Diante do quadro geral, os estudantes que aderiram à greve pedem que o Governo do Estado convoque e contrate os professores que já foram aprovados em concursos no estado. Além dessa pauta, eles reivindicam a reformulação e reajuste do Mais Futuro, programa estadual de assistência estudantil, visando a permanência universitária, que dá ajuda de custo entre R$300 e R$600 aos estudantes universitários – valor considerado baixo em comparação com o custo de vida no estado.

Os estudantes ainda pedem que haja ampliação de recursos para a permanência estudantil e aumento do orçamento universitário de todas as universidades estaduais da Bahia com 1% e 7%, respectivamente, da receita líquida do estado.

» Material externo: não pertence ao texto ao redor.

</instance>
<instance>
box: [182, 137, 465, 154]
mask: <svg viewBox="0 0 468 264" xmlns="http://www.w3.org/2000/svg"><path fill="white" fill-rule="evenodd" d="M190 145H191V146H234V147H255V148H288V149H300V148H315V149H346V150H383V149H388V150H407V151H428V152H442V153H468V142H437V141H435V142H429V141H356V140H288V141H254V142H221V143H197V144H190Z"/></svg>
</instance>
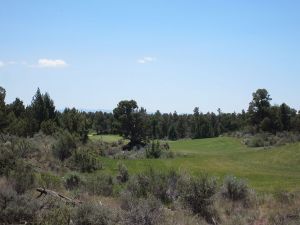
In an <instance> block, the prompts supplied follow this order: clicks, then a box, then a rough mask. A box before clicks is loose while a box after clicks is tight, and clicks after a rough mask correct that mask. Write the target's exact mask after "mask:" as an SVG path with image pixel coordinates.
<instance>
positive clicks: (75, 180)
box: [64, 173, 82, 190]
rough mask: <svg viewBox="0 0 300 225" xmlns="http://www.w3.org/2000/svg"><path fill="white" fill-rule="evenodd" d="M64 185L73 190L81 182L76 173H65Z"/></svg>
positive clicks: (81, 180) (77, 175)
mask: <svg viewBox="0 0 300 225" xmlns="http://www.w3.org/2000/svg"><path fill="white" fill-rule="evenodd" d="M64 183H65V187H66V188H67V189H69V190H73V189H76V188H78V187H79V185H80V184H81V183H82V180H81V178H80V175H79V174H77V173H70V174H67V175H66V176H65V178H64Z"/></svg>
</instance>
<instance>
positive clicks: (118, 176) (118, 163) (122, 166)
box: [117, 163, 129, 183]
mask: <svg viewBox="0 0 300 225" xmlns="http://www.w3.org/2000/svg"><path fill="white" fill-rule="evenodd" d="M118 170H119V174H118V176H117V179H118V180H119V181H120V182H122V183H125V182H127V181H128V179H129V173H128V169H127V167H126V166H125V165H124V164H123V163H118Z"/></svg>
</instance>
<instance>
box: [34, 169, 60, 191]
mask: <svg viewBox="0 0 300 225" xmlns="http://www.w3.org/2000/svg"><path fill="white" fill-rule="evenodd" d="M39 178H40V179H39V184H40V185H41V186H42V187H44V188H49V189H59V188H60V187H61V179H60V177H58V176H56V175H54V174H52V173H48V172H45V173H41V174H40V177H39Z"/></svg>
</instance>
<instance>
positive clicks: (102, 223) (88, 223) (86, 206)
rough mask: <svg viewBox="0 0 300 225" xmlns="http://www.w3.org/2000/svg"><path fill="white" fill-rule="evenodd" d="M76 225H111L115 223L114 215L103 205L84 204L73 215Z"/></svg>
mask: <svg viewBox="0 0 300 225" xmlns="http://www.w3.org/2000/svg"><path fill="white" fill-rule="evenodd" d="M72 220H73V222H74V224H75V225H109V224H115V223H114V215H113V213H112V212H111V211H110V210H108V209H107V208H104V207H103V206H101V205H95V204H93V203H84V204H82V205H80V206H79V207H78V208H77V209H76V210H75V212H74V213H73V216H72Z"/></svg>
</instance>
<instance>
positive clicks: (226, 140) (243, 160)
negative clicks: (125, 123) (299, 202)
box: [102, 137, 300, 192]
mask: <svg viewBox="0 0 300 225" xmlns="http://www.w3.org/2000/svg"><path fill="white" fill-rule="evenodd" d="M169 144H170V147H171V150H172V151H174V152H175V153H178V154H179V156H176V157H175V158H173V159H139V160H123V163H124V164H125V165H126V166H127V167H128V169H129V172H130V173H131V174H134V173H138V172H140V171H143V170H145V169H147V168H149V167H153V168H154V169H158V170H161V171H163V170H168V169H171V168H172V169H176V170H179V171H182V172H187V173H191V174H194V175H197V174H200V173H203V172H204V173H208V174H210V175H214V176H217V177H218V178H219V179H220V181H221V180H222V179H223V178H224V176H226V175H229V174H230V175H235V176H237V177H240V178H244V179H246V180H247V181H248V183H249V184H250V186H251V187H253V188H254V189H255V190H257V191H261V192H273V191H279V190H286V191H300V143H295V144H288V145H285V146H280V147H273V148H269V149H263V148H248V147H246V146H245V145H244V144H242V143H241V141H240V140H239V139H236V138H230V137H218V138H210V139H198V140H178V141H170V142H169ZM118 161H120V160H113V159H108V158H102V162H103V164H104V168H105V170H108V171H110V172H112V173H117V162H118Z"/></svg>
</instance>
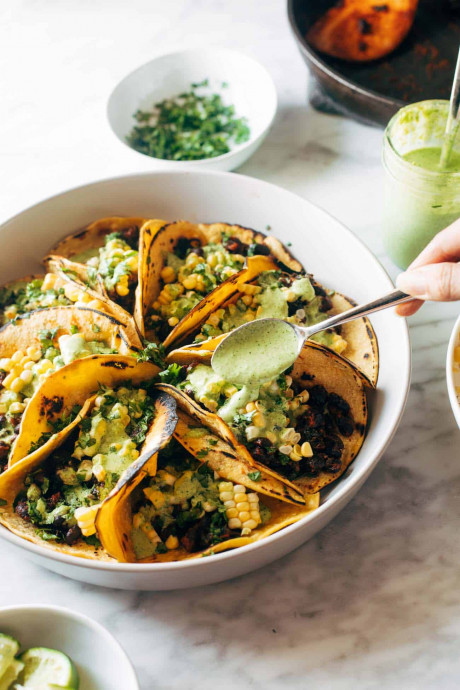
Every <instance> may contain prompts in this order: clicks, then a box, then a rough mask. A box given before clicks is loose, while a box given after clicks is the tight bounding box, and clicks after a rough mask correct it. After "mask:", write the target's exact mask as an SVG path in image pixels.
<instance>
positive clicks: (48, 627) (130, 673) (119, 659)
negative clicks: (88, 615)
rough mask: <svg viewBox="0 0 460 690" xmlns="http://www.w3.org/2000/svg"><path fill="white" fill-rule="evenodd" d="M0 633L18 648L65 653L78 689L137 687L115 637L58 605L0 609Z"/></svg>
mask: <svg viewBox="0 0 460 690" xmlns="http://www.w3.org/2000/svg"><path fill="white" fill-rule="evenodd" d="M0 632H2V633H7V634H9V635H12V636H13V637H15V638H16V639H17V640H19V642H20V643H21V651H24V650H26V649H28V648H29V647H50V648H51V649H58V650H59V651H61V652H64V654H67V656H69V657H70V658H71V659H72V661H73V662H74V664H75V666H76V667H77V670H78V673H79V676H80V690H120V689H121V688H123V690H139V683H138V682H137V679H136V674H135V673H134V669H133V667H132V665H131V662H130V661H129V659H128V657H127V656H126V654H125V652H124V651H123V649H122V648H121V647H120V645H119V644H118V642H117V641H116V640H115V638H114V637H113V636H112V635H111V634H110V633H109V632H108V631H107V630H106V629H105V628H104V627H103V626H102V625H100V624H99V623H96V621H94V620H92V619H91V618H88V617H87V616H83V615H82V614H81V613H76V612H75V611H70V610H69V609H65V608H62V607H61V606H42V605H35V606H7V607H5V608H0Z"/></svg>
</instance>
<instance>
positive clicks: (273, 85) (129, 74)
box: [107, 50, 277, 171]
mask: <svg viewBox="0 0 460 690" xmlns="http://www.w3.org/2000/svg"><path fill="white" fill-rule="evenodd" d="M204 79H208V80H209V87H207V88H203V89H200V93H209V94H211V93H219V94H220V95H221V96H222V99H223V101H224V103H225V104H227V105H234V106H235V112H236V116H237V117H245V118H246V119H247V121H248V125H249V128H250V136H249V139H248V141H246V142H244V143H243V144H236V145H234V146H233V147H232V149H231V151H229V153H225V154H223V155H222V156H216V157H215V158H204V159H202V160H199V161H169V160H163V159H161V158H153V157H152V156H147V155H146V154H144V153H140V152H139V151H136V150H135V149H133V148H131V147H130V146H129V145H128V144H127V142H126V137H127V135H128V134H129V133H130V131H131V130H132V128H133V127H134V126H135V125H136V124H137V123H136V120H135V119H134V117H133V115H134V113H135V112H136V111H137V110H139V109H142V110H144V109H150V108H152V107H153V105H154V104H155V103H158V102H160V101H162V100H163V99H164V98H168V97H172V96H177V95H178V94H180V93H183V92H185V91H189V90H190V85H191V84H192V83H198V82H202V81H203V80H204ZM222 84H228V86H226V87H225V86H222ZM276 108H277V95H276V89H275V85H274V83H273V80H272V78H271V76H270V75H269V73H268V72H267V70H266V69H265V68H264V67H262V65H260V64H259V63H258V62H256V61H255V60H253V59H252V58H250V57H248V56H247V55H243V54H242V53H238V52H236V51H233V50H184V51H182V52H178V53H169V54H168V55H161V56H160V57H157V58H155V59H154V60H151V61H150V62H147V63H146V64H145V65H142V67H138V69H136V70H134V72H131V73H130V74H128V76H126V77H125V78H124V79H123V80H122V81H121V82H120V83H119V84H118V86H117V87H116V88H115V89H114V91H113V92H112V94H111V96H110V98H109V102H108V106H107V116H108V120H109V124H110V126H111V128H112V131H113V132H114V134H115V135H116V136H117V138H118V139H119V140H120V141H121V143H122V144H124V146H126V147H127V148H128V149H129V150H130V151H132V154H133V156H137V157H138V159H139V160H140V158H139V157H142V158H143V159H144V163H145V162H148V161H150V162H151V165H150V166H148V167H149V168H151V169H156V170H159V169H162V170H183V169H184V168H185V167H188V168H195V169H196V168H201V169H203V168H206V169H208V170H211V169H212V170H223V171H228V170H234V169H235V168H238V167H239V166H240V165H242V164H243V163H244V162H245V161H246V160H247V159H248V158H249V157H250V156H252V154H253V153H254V152H255V151H256V150H257V149H258V148H259V146H260V145H261V143H262V141H263V140H264V139H265V136H266V135H267V133H268V130H269V128H270V125H271V124H272V121H273V118H274V117H275V114H276Z"/></svg>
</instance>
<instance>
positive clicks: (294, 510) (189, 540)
mask: <svg viewBox="0 0 460 690" xmlns="http://www.w3.org/2000/svg"><path fill="white" fill-rule="evenodd" d="M169 390H170V387H169V386H168V392H169ZM176 393H178V391H176ZM175 399H176V401H177V403H178V408H177V415H178V422H177V426H176V428H175V431H174V439H173V440H171V441H170V443H169V444H168V445H167V446H165V447H164V448H163V449H162V450H161V451H160V452H159V453H158V456H156V457H155V458H153V457H152V458H151V460H150V461H149V462H148V463H146V464H145V465H144V467H143V468H142V470H141V471H137V472H136V473H134V472H131V473H130V474H131V477H130V478H129V479H128V478H127V475H125V477H124V481H120V482H119V483H118V485H117V486H116V487H115V489H114V490H113V491H112V493H111V495H110V496H109V497H108V498H107V499H106V501H104V503H103V505H102V506H101V509H100V511H99V512H98V515H97V518H96V529H97V533H98V535H99V539H100V540H101V543H102V545H103V547H104V548H105V550H106V551H107V552H108V553H109V554H111V555H112V556H113V557H114V558H116V559H117V560H118V561H128V562H133V561H141V562H164V561H177V560H183V559H185V558H193V557H197V556H199V555H210V554H212V553H218V552H220V551H224V550H227V549H231V548H236V547H239V546H244V545H245V544H249V543H252V542H254V541H257V540H259V539H262V538H264V537H267V536H268V535H270V534H273V533H274V532H277V531H278V530H280V529H282V528H283V527H286V526H287V525H290V524H292V523H294V522H296V521H297V520H300V519H301V518H302V517H304V516H305V515H307V514H308V513H309V512H311V511H312V510H314V509H315V508H317V507H318V505H319V494H314V495H310V496H307V497H306V499H303V498H302V497H301V496H300V495H299V494H298V493H297V494H296V493H295V492H294V491H292V490H291V488H290V487H289V484H288V483H287V486H283V480H282V479H281V477H279V475H276V473H274V472H270V471H267V469H266V468H264V467H262V466H259V465H258V464H257V463H255V462H254V461H253V460H252V459H251V461H250V462H248V461H247V458H246V457H245V456H244V455H241V453H240V450H241V449H240V447H239V446H238V444H236V445H234V444H232V443H231V441H229V440H228V439H227V440H224V438H223V437H222V436H221V435H220V434H219V433H218V432H217V430H216V428H215V425H214V424H213V420H212V417H210V416H209V415H207V414H206V413H203V411H202V410H200V409H199V408H198V406H196V405H195V404H194V403H193V402H191V401H190V400H188V399H187V396H185V395H184V394H182V395H180V394H179V395H177V396H175ZM133 469H134V468H133Z"/></svg>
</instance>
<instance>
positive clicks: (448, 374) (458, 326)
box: [446, 316, 460, 427]
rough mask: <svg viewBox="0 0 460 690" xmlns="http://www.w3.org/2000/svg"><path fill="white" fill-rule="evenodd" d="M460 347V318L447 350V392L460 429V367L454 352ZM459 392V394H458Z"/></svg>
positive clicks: (457, 319)
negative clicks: (457, 347)
mask: <svg viewBox="0 0 460 690" xmlns="http://www.w3.org/2000/svg"><path fill="white" fill-rule="evenodd" d="M456 347H460V316H459V317H458V319H457V321H456V322H455V326H454V329H453V331H452V335H451V336H450V340H449V347H448V349H447V362H446V376H447V390H448V391H449V398H450V404H451V406H452V410H453V413H454V417H455V419H456V421H457V424H458V426H459V427H460V365H459V364H456V363H455V362H454V350H455V348H456ZM457 391H458V392H457Z"/></svg>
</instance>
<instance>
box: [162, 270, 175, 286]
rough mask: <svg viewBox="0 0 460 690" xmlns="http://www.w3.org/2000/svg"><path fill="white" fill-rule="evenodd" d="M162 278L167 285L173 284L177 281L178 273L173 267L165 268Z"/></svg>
mask: <svg viewBox="0 0 460 690" xmlns="http://www.w3.org/2000/svg"><path fill="white" fill-rule="evenodd" d="M160 275H161V278H162V280H163V282H165V283H173V282H174V281H175V280H176V272H175V270H174V269H173V268H172V266H165V267H164V268H163V269H162V271H161V273H160Z"/></svg>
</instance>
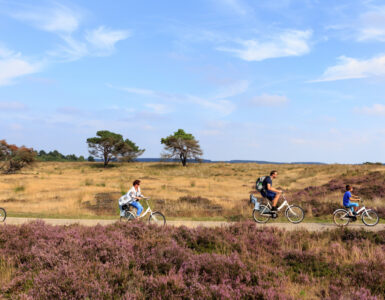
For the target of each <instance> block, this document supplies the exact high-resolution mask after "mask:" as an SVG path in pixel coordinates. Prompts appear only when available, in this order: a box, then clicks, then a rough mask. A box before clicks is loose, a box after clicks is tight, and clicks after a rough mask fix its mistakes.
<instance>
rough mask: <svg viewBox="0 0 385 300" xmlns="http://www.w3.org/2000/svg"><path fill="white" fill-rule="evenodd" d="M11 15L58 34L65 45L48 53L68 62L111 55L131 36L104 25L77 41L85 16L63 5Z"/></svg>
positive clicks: (19, 18)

Acampados no campus da universidade durante todos os dias e noites desde que foi deflagrada a greve, eles também solicitaram que a Reitoria assinasse um termo de não retaliação. Aqueles que aderiram à greve temiam que o pagamento de bolsas fosse suspenso, assim como energia, água e funcionamento do restaurante universitário, além do sofrimento de outras sanções. O pedido, feito no sábado, só foi acatado nesta terça-feira (10), após reunião entre os movimentos estudantis, estudantes grevistas e a Reitoria. A greve continua sem previsão de fim.